As writers, we struggle with getting our thoughts into words and arranging our words into syntax – which is already enormously difficult. Most of us expect the punctuation to take care of itself. After all, there are rules governing all that, right?
Well, yes there are rules, but they are not always definitive. They are full of if this’s, then that’s, but not in this case or that case. This muddying leaves room for discretionary use of punctuation. And in any case, rules are made to be broken.
Some writers – think William Faulkner – simply eliminate punctuation. Others ignore the rules and do their own thing, employing or omitting commas, quotation marks, dashes and ellipses in places that add emphasis or meaning to their prose. Inserting a comma can be a creative act.
An article last month in the New Yorker contains an example of an author employing a comma to make a point.
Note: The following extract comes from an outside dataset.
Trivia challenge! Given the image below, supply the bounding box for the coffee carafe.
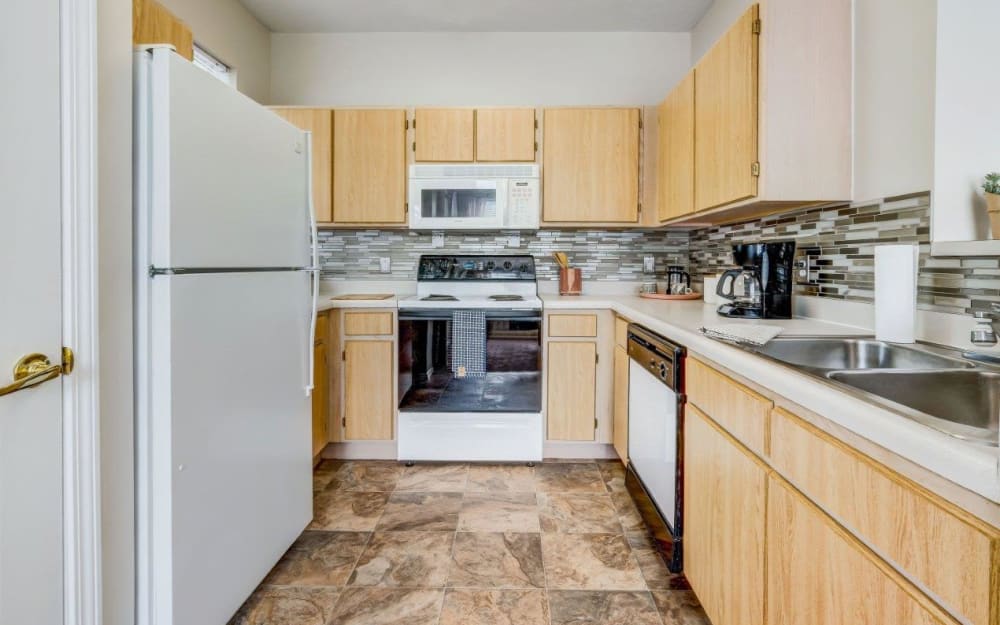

In “Confessions of a Comma Queen,” New Yorker copy editor Mary Norris writes about author James Salter’s use of commas in his 1995 novel, LIGHT YEARS, which she happened to be reading for pleasure, rather than work.
“I was surprised to come to a sentence with what I considered a superfluous comma: ‘Eve was across the room in a thin, burgundy dress that showed the faint outline of her stomach.’ It stopped me. Usage guides say that if you can substitute ‘and’ for the comma it belongs there. I gave James Salter the ‘and’ test, and ‘thin and burgundy’ did not pass. If this had crossed my desk, I would have taken the comma out and made it ‘a thin burgundy dress.’
“The logic behind this rule is that the two adjectives are not coördinate: they do not belong to the same order. One adjective (‘burgundy’) clings more tenaciously to the noun (‘dress’) than the other (‘thin’). Bryan Garner, the expert in American usage, offers another test: reverse the order of the adjectives. Would you ever say ‘a burgundy, thin dress’? I wouldn’t.”
Norris, who makes a living riding herd on commas, said the thin/burgundy problem was “enough to make me doubt my comma sense.” Rather than go mad over it, she decided to write Salter and ask.
“He wrote back: ‘I sometimes ignore the rules about commas… Punctuation is for clarity and also emphasis, but I also feel that, if the writing warrants it, punctuation can contribute to the music and rhythm of the sentences. You don’t get permission for this, of course; you take the liberty.”
Salter went on to explain that in “Eve was across the room in a thin, burgundy dress that showed the faint outline of her stomach,” he was trying to emphasize the contours of the stomach under the dress. “’It wasn’t a thin burgundy dress,’ he wrote. ‘It was a thin dress, burgundy in color. I wanted the reader to be aware of the thinness.’”
This may seem like it is down in the weeds. But think about it, when you read over something you have written. Would the addition or subtraction of a comma sharpen what you have written?